Wednesday, April 25, 2012
Here's the latest letter dated April 25 from Access Copyright counsel to the Board. It follows AUCC's abrupt withdrawal and apparent abandonment of dozens of universities that are unhappy with what’s been happening at the Copyright Board.
This letter confirms that AC – with the apparent blessing, no less, of AUCC – is willing to let those institutions that sign onto the model agreement off the hook for further interrogatory burdens and a Board-ordered survey that is bound to be truly invasive. However, for those that don’t want to sign it, there is an explicit threat to impose further interrogatory pressure and an undoubtedly very invasive survey. It’s ridiculous to refer to the “negotiation” of a survey when there is nobody there to “negotiate” for the dissatisfied universities. This is what will apparently unfold without opposition – unless opposition coalesces quickly. It is difficult to understand how AUCC could have let this come to happen in a manner that is not simply a “surrender”, as Techdirt calls it, but is actually very helpful to Access Copyright.
There may be options for stopping these kind of pressure tactics, but this is not the forum for that discussion.
I posted earlier about Efforts Escalate to Reverse CCH v. LSUC and Mislead Canada's Parliament in Bill C-11 on the Three-Step Test.

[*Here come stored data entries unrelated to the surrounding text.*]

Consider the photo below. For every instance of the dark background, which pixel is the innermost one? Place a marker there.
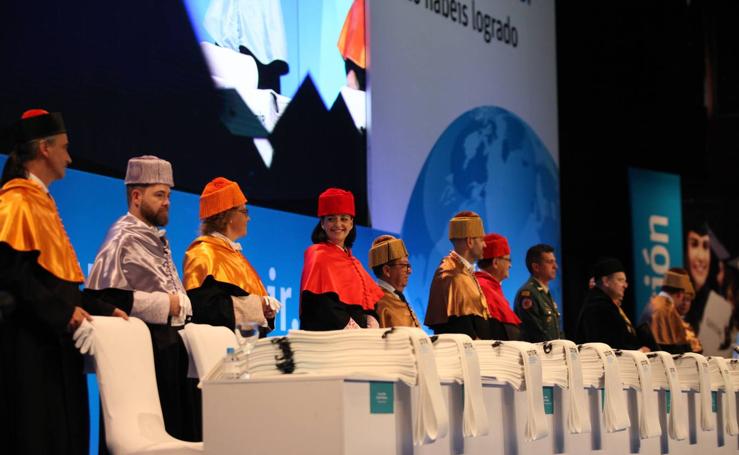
(650, 84)
(653, 85)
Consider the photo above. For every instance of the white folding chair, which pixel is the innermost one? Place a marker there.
(124, 363)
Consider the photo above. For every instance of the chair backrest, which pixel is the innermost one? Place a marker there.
(230, 69)
(208, 345)
(124, 364)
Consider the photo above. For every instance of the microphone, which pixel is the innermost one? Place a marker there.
(7, 305)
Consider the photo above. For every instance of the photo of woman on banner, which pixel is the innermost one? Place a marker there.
(711, 315)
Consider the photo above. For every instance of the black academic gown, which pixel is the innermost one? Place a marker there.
(43, 390)
(326, 312)
(212, 304)
(600, 321)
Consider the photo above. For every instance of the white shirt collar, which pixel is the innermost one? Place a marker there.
(385, 285)
(32, 177)
(158, 232)
(544, 286)
(464, 261)
(235, 245)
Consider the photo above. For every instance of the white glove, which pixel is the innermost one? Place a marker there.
(273, 303)
(84, 338)
(351, 325)
(185, 310)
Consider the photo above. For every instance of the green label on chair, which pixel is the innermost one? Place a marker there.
(382, 397)
(668, 400)
(549, 400)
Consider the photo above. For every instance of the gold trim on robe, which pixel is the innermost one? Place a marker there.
(667, 325)
(454, 292)
(30, 221)
(394, 312)
(208, 255)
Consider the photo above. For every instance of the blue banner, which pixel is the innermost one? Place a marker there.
(656, 225)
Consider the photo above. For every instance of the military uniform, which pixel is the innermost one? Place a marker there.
(538, 312)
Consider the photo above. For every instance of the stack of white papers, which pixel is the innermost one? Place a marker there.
(553, 363)
(368, 353)
(628, 370)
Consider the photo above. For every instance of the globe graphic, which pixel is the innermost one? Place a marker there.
(492, 162)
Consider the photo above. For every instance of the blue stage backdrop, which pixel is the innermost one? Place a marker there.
(492, 162)
(90, 203)
(656, 227)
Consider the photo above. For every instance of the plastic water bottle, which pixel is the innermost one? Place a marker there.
(231, 370)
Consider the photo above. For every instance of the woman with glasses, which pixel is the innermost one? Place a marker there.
(336, 292)
(222, 285)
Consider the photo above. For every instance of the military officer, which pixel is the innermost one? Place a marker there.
(534, 304)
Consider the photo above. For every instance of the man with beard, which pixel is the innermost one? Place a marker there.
(134, 271)
(388, 259)
(456, 301)
(601, 319)
(43, 392)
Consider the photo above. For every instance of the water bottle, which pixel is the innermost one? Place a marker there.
(231, 370)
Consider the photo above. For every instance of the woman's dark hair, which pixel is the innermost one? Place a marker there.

Wonders never cease. Here's a letter from the International Publishers Association (possibly inspired by some Canadian sources?), suggesting that Canada may face a WTO challenge over the fair dealing provisions in Bill C-11. HT to Michael Geist.

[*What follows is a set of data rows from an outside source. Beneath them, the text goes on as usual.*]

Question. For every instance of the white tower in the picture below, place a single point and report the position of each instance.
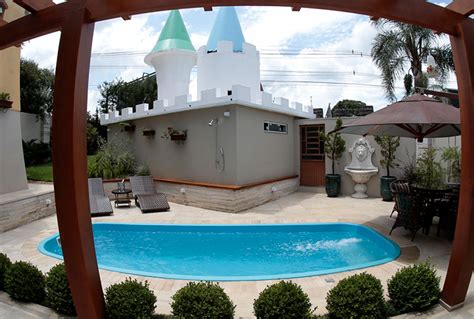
(173, 58)
(227, 59)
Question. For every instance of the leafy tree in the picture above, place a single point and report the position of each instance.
(388, 145)
(334, 144)
(351, 108)
(95, 132)
(119, 94)
(36, 88)
(398, 46)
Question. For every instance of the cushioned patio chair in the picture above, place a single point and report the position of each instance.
(99, 203)
(410, 213)
(146, 197)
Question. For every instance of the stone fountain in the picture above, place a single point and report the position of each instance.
(361, 168)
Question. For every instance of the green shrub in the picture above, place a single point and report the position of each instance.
(113, 160)
(25, 282)
(282, 300)
(36, 152)
(202, 300)
(58, 293)
(5, 263)
(358, 296)
(414, 288)
(130, 299)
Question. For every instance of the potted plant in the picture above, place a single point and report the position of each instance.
(388, 147)
(452, 156)
(334, 146)
(5, 100)
(127, 127)
(175, 135)
(148, 132)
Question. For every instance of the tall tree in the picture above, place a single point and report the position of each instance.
(36, 88)
(399, 46)
(119, 94)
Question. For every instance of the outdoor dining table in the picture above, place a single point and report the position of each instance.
(441, 203)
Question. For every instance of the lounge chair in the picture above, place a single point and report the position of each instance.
(146, 197)
(99, 203)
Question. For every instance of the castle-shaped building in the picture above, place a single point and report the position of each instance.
(228, 69)
(231, 148)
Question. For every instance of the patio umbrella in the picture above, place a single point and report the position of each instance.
(417, 116)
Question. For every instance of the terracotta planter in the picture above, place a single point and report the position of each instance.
(178, 137)
(333, 185)
(385, 191)
(6, 104)
(149, 133)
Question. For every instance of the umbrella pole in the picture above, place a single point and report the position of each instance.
(461, 263)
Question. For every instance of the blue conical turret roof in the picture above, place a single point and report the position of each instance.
(226, 28)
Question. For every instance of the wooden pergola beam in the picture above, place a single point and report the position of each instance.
(418, 12)
(34, 5)
(464, 7)
(35, 25)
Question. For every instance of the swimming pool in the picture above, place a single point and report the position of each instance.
(235, 252)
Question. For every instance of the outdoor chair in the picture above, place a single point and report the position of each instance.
(146, 197)
(99, 203)
(405, 186)
(410, 215)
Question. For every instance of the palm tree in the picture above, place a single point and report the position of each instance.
(399, 45)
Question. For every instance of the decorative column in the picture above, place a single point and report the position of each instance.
(462, 256)
(70, 164)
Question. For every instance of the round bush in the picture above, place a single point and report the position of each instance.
(130, 299)
(25, 282)
(58, 293)
(202, 300)
(282, 300)
(414, 288)
(358, 296)
(5, 263)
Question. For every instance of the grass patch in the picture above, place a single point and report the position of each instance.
(44, 172)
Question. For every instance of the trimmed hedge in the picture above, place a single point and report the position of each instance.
(202, 300)
(58, 293)
(5, 263)
(282, 300)
(414, 288)
(25, 282)
(357, 296)
(130, 299)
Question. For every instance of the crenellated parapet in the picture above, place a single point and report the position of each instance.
(238, 94)
(224, 67)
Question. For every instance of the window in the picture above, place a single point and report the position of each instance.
(273, 127)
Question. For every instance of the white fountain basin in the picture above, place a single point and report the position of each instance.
(361, 177)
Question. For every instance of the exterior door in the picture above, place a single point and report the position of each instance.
(312, 164)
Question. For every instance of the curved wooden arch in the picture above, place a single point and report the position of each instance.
(75, 19)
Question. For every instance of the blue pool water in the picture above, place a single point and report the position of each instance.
(235, 252)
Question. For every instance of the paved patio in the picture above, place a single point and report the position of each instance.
(300, 207)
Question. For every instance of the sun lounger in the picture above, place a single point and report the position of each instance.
(146, 197)
(99, 203)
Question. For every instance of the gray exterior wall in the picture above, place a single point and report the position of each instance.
(251, 155)
(404, 152)
(32, 128)
(12, 165)
(261, 155)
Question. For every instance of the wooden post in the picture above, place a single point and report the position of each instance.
(462, 256)
(70, 163)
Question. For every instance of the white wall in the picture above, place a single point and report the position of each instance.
(404, 152)
(12, 165)
(225, 68)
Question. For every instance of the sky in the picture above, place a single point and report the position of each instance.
(315, 57)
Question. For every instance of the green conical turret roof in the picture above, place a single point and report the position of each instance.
(174, 35)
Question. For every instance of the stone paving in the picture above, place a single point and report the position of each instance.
(300, 207)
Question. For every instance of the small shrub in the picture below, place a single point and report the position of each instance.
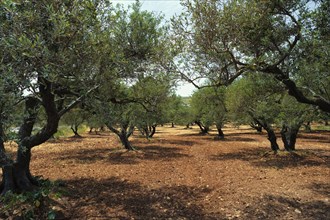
(37, 204)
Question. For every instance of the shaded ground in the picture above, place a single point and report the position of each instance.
(181, 175)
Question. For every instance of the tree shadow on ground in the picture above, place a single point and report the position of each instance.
(65, 140)
(282, 160)
(325, 138)
(115, 198)
(321, 188)
(122, 156)
(280, 207)
(163, 141)
(232, 139)
(151, 152)
(85, 155)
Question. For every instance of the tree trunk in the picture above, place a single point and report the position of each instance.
(204, 129)
(152, 130)
(289, 137)
(256, 126)
(123, 134)
(221, 135)
(74, 129)
(272, 139)
(124, 140)
(308, 127)
(294, 91)
(270, 133)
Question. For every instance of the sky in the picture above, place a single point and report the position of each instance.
(168, 8)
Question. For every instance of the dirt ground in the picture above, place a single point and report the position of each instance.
(182, 175)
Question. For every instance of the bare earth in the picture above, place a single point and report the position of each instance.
(182, 175)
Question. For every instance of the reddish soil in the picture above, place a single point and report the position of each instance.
(182, 175)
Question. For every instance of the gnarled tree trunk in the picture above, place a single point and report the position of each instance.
(289, 136)
(270, 133)
(204, 129)
(220, 135)
(124, 133)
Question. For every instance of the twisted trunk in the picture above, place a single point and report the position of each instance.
(221, 135)
(124, 133)
(204, 129)
(289, 136)
(321, 102)
(270, 133)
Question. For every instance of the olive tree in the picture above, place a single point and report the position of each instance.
(220, 40)
(138, 39)
(54, 57)
(208, 107)
(260, 99)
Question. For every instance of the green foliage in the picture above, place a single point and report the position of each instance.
(38, 204)
(260, 97)
(178, 111)
(220, 40)
(208, 106)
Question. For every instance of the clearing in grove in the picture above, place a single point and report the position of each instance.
(180, 174)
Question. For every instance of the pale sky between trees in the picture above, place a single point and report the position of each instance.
(169, 8)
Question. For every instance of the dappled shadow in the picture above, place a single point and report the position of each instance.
(120, 199)
(65, 140)
(323, 189)
(282, 160)
(122, 156)
(236, 139)
(165, 141)
(322, 137)
(280, 207)
(85, 155)
(152, 152)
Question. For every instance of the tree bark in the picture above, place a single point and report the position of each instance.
(74, 129)
(221, 135)
(124, 133)
(204, 129)
(294, 91)
(289, 137)
(270, 133)
(256, 126)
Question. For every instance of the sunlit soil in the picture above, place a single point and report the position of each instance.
(180, 174)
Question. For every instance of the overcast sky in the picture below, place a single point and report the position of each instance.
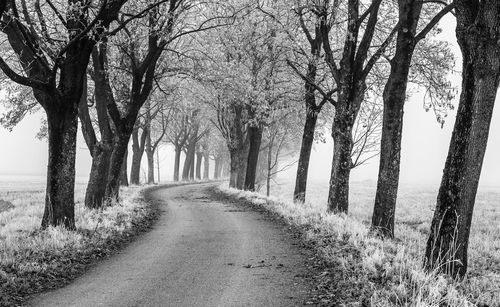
(425, 145)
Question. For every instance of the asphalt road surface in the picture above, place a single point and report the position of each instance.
(199, 253)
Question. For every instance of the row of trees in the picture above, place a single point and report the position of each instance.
(241, 81)
(348, 57)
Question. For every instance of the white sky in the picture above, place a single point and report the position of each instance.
(425, 146)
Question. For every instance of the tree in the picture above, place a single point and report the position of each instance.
(53, 47)
(478, 30)
(158, 119)
(144, 47)
(100, 150)
(350, 75)
(311, 87)
(394, 97)
(178, 135)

This is simply absurd. The fair dealing provisions of Bill C-11 are less permissive than those of the USA, which explicitly allows for multiple copies for classroom use.
Once again, here's the USA provision - which has been there since 1976:
17 USC § 107 - Limitations on exclusive rights: Fair use
Notwithstanding the provisions of sections 106 and 106A, the fair use of a copyrighted work, including such use by reproduction in copies or phonorecords or by any other means specified by that section, for purposes such as criticism, comment, news reporting, teaching (including multiple copies for classroom use), scholarship, or research, is not an infringement of copyright. In determining whether the use made of a work in any particular case is a fair use the factors to be considered shall include—
(1) the purpose and character of the use, including whether such use is of a commercial nature or is for nonprofit educational purposes;
(2) the nature of the copyrighted work;
(3) the amount and substantiality of the portion used in relation to the copyrighted work as a whole; and
(4) the effect of the use upon the potential market for or value of the copyrighted work.
The fact that a work is unpublished shall not itself bar a finding of fair use if such finding is made upon consideration of all the above factors.
Michael also reminds us that Canada would be in good company in such a challenge with South Korea and Israel, and of course the USA.
Ariel Katz and I dealt with this point in para. 24 our Supreme Court factum in the K-12 case, now under reserve. We said then the issue is “nothing but a red herring” and provided ample authority. It’s still a red herring and the smell continues to get even worse...
And by the way, lobbyists should always be careful what they wish for. If they really want to reopen Bill C-11, there will be lots of folks in line ready to fix up lots of other issues too - and with really good reasons, not specious and smelly red herrings.